DASA seeks to provide students in New York with a secure environment free from discrimination, harassment and bullying. Research shows that students who are bullied or harassed are more likely to miss days of school, experience higher rates of depression, and have lower academic achievement and aspirations. Provisions of the law include curriculum and annual reporting requirements and require schools to designate a trained Dignity Act Coordinator. SED provides guidance to assist school districts in complying with DASA requirements and makes annual school incident data available to the public on its website.

DiNapoli previously recommended that SED take steps to assess weaknesses in implementing DASA and assign adequate resources to promote schools’ compliance, work with training partners to enhance DASA training and remind schools that they are required to keep records of incidents.

This follow up audit found SED, in collaboration with the New York State Center for School Safety (NYSCFSS), enhanced its training by providing webinars and training sessions that have been tailored to better meet user needs. Training content now includes examples that clearly distinguish reportable from non-reportable incidents, and includes a template that describes the details that need to be documented in incident investigation records.
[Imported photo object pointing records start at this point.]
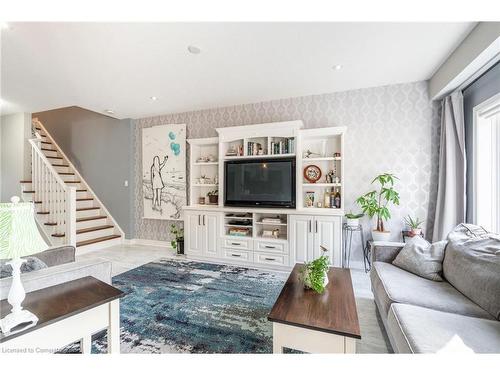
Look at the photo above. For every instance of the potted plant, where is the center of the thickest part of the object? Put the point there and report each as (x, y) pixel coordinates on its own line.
(213, 196)
(177, 239)
(353, 219)
(376, 202)
(414, 225)
(314, 274)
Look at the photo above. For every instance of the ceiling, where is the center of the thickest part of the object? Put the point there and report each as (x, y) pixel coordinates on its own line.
(120, 66)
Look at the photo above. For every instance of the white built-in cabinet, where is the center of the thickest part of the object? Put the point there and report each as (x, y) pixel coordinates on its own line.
(308, 233)
(202, 233)
(301, 231)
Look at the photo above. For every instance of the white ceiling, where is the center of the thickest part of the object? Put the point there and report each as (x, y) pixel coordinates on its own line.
(121, 65)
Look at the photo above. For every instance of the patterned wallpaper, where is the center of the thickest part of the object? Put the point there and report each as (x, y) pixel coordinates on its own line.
(389, 129)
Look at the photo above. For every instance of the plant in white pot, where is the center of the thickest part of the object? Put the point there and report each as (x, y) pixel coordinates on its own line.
(376, 202)
(352, 220)
(414, 225)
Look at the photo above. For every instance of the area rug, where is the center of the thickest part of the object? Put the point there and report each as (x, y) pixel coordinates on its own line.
(174, 306)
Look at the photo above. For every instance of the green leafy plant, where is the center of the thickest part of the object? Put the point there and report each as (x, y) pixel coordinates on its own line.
(375, 202)
(350, 215)
(177, 235)
(413, 223)
(313, 273)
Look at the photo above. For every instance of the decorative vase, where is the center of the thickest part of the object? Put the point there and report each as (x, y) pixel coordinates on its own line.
(381, 236)
(352, 223)
(180, 247)
(307, 280)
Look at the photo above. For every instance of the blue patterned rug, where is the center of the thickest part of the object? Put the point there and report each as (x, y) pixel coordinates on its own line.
(174, 306)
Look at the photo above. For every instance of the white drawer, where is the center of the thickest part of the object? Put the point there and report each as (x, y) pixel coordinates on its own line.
(239, 255)
(272, 259)
(237, 243)
(271, 247)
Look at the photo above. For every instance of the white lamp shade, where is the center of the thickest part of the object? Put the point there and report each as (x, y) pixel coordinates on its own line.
(19, 235)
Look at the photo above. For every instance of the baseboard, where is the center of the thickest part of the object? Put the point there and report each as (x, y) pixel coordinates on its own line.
(141, 241)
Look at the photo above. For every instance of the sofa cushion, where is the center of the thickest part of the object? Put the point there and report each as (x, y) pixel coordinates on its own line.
(422, 258)
(31, 264)
(393, 285)
(415, 329)
(472, 265)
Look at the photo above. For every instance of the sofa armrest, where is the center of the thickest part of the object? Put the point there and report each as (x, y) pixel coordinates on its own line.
(46, 277)
(57, 255)
(385, 251)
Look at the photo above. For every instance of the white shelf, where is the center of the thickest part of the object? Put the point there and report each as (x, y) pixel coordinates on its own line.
(326, 158)
(273, 156)
(322, 184)
(207, 163)
(279, 224)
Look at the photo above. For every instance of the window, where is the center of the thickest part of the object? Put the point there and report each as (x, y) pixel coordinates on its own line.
(486, 205)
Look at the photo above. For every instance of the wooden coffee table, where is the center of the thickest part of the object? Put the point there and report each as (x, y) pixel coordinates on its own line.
(67, 313)
(316, 323)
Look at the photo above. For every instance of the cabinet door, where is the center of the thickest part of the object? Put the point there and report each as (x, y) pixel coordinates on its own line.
(210, 222)
(193, 233)
(301, 238)
(327, 233)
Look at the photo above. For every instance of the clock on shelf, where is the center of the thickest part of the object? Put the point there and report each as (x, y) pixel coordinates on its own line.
(312, 173)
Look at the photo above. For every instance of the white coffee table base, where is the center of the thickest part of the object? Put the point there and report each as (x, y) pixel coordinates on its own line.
(79, 327)
(310, 341)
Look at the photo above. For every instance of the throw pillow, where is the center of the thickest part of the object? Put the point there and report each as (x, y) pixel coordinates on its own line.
(422, 258)
(31, 264)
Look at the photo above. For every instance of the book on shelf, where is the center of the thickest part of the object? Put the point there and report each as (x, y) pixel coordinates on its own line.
(285, 146)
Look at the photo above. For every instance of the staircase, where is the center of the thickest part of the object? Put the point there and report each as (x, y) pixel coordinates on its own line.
(66, 208)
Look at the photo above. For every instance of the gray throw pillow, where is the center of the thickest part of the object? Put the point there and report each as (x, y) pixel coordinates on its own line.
(31, 264)
(420, 257)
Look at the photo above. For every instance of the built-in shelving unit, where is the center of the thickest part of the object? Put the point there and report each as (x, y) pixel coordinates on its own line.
(203, 162)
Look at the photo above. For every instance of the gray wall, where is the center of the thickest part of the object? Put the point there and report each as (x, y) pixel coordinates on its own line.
(15, 153)
(389, 129)
(480, 90)
(100, 147)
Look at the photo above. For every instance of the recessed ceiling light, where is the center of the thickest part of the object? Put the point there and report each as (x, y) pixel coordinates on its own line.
(194, 50)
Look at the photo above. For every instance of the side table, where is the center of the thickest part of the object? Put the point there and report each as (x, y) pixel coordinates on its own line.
(67, 313)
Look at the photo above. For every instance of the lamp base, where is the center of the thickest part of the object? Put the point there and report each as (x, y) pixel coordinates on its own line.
(14, 319)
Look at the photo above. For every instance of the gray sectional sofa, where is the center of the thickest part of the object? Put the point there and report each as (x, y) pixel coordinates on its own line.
(62, 267)
(461, 313)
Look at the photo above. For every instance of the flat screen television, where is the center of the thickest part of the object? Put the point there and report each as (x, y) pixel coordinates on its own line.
(260, 182)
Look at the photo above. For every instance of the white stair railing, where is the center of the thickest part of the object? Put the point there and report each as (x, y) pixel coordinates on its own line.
(56, 197)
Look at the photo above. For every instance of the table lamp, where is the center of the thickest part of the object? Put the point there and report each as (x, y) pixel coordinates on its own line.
(19, 236)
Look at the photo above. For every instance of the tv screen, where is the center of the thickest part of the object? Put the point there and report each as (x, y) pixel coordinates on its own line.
(260, 182)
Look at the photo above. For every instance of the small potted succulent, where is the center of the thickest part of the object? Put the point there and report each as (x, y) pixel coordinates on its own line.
(177, 239)
(314, 274)
(353, 219)
(414, 225)
(213, 196)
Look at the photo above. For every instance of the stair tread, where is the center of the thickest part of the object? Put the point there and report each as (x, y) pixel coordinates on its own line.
(91, 218)
(92, 229)
(87, 208)
(96, 240)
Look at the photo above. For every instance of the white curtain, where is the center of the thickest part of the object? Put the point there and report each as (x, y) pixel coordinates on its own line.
(450, 205)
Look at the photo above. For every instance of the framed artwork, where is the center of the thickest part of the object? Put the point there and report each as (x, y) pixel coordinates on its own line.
(164, 171)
Other improvements address SED’s School Safety and the Educational Climate (SSEC) Summary Data Collection results, which is part of its implementation of both DASA and Violent or Disruptive Incident Reporting. SED and NYSCFSS have made record retention requirements clear through professional development trainings. SED has also included the record retention requirements on the “Responding to Incidents” sample form it made available during an August 2018 training and on the NYSCFSS website.

DiNapoli’s auditors found SED has still not developed a risk assessment that incorporates known and suspected weaknesses in DASA implementation. However, SED officials stated that they, along with NYSCFSS, plan to conduct a reasonability analysis of 2018-19 SSEC data and follow up with schools based on the results of the analysis. They are waiting to receive data from all schools before proceeding with the analysis.